- Em 2025, os gastos administrativos da máquina pública somaram R$ 72,7 bilhões, o maior valor em nove anos.
- O custeio inclui itens como água, energia, telefone, diárias, passagens, aluguel, segurança, limpeza, combustível, tecnologia da informação e serviços bancários.
- Esses gastos estão dentro dos chamados gastos livres do governo, com limite de crescimento de até 2,5% ao ano ajustados pela inflação.
- Já os gastos obrigatórios, como benefícios e salários, crescem mais que 2,5% ao ano, comprimindo o espaço para investimentos e para os gastos livres.
- A margem para gastos livres em 2026 é estimada em R$ 129,2 bilhões; com mais de R$ 70 bilhões destinados ao custeio, resta menos espaço para investimentos e demais despesas dos ministérios, em ano eleitoral.
Os gastos administrativos da máquina pública somaram 72,7 bilhões de reais em 2025, o maior patamar em nove anos. Despesas como água, luz, aluguel, diárias, passagens e segurança compõem esse custeio.
Levantamento da Secretaria do Tesouro Nacional indica que os valores são ajustados pela inflação para comparação histórica, cuja série começa em 2011. Os custos ficaram acima de 70 bilhões em governos anteriores.
Entre os itens do custeio estão serviços de limpeza, vigilância, tecnologia da informação, combustíveis e serviços bancários, além de aluguel de imóveis e veículos.
A explicação está no conceito de gastos livres do governo, regidos por uma regra que limita o crescimento anual a 2,5% (em termos reais).
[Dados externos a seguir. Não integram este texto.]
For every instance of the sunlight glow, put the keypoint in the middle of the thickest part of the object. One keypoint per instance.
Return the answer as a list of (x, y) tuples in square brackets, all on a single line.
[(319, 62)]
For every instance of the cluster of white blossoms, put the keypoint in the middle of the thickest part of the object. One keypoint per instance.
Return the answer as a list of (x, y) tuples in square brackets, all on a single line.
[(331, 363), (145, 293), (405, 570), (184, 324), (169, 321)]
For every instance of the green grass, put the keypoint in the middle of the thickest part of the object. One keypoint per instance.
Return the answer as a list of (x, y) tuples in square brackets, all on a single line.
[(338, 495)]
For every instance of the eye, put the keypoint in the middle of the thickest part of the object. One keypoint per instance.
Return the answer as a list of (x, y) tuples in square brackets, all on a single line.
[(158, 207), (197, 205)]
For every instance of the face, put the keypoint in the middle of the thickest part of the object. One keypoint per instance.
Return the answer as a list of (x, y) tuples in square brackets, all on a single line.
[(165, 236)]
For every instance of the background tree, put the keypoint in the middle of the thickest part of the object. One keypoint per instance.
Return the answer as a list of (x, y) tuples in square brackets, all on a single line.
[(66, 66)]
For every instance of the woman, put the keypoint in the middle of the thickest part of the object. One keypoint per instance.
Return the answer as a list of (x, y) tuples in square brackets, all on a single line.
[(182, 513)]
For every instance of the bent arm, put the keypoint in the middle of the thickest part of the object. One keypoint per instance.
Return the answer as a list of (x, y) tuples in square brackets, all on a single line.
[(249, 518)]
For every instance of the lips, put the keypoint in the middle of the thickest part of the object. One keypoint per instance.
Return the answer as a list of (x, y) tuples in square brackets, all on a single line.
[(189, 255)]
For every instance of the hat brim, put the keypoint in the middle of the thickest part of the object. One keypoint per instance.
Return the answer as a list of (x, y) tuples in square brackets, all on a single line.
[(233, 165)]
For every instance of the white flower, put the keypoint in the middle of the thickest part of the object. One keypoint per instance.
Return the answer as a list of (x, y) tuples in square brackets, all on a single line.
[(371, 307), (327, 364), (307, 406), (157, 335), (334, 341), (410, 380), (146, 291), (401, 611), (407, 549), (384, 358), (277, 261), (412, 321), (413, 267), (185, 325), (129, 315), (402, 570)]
Os gastos obrigatórios crescem acima disso.
Dados do Ministério do Planejamento apontam que 2026 terá margem de 129,2 bilhões para gastos livres dos ministérios, incluindo custeio, investimentos e demais despesas.
Ao reservar boa parte desses recursos para custeio, sobra menos espaço para investimentos, bolsas, universidades federais, defesa agropecuária e fiscalização, entre outras áreas.
Especialistas avaliam que haverá restrições para gastos discricionários em 2026, ano eleitoral, impactando investimentos e prioridades do governo.
Mesmo com o custodiante espaço para ações de custeio, é possível observar uma trajetória de ajuste fiscal onde gastos obrigatórios comprimem o espaço para políticas de longo prazo.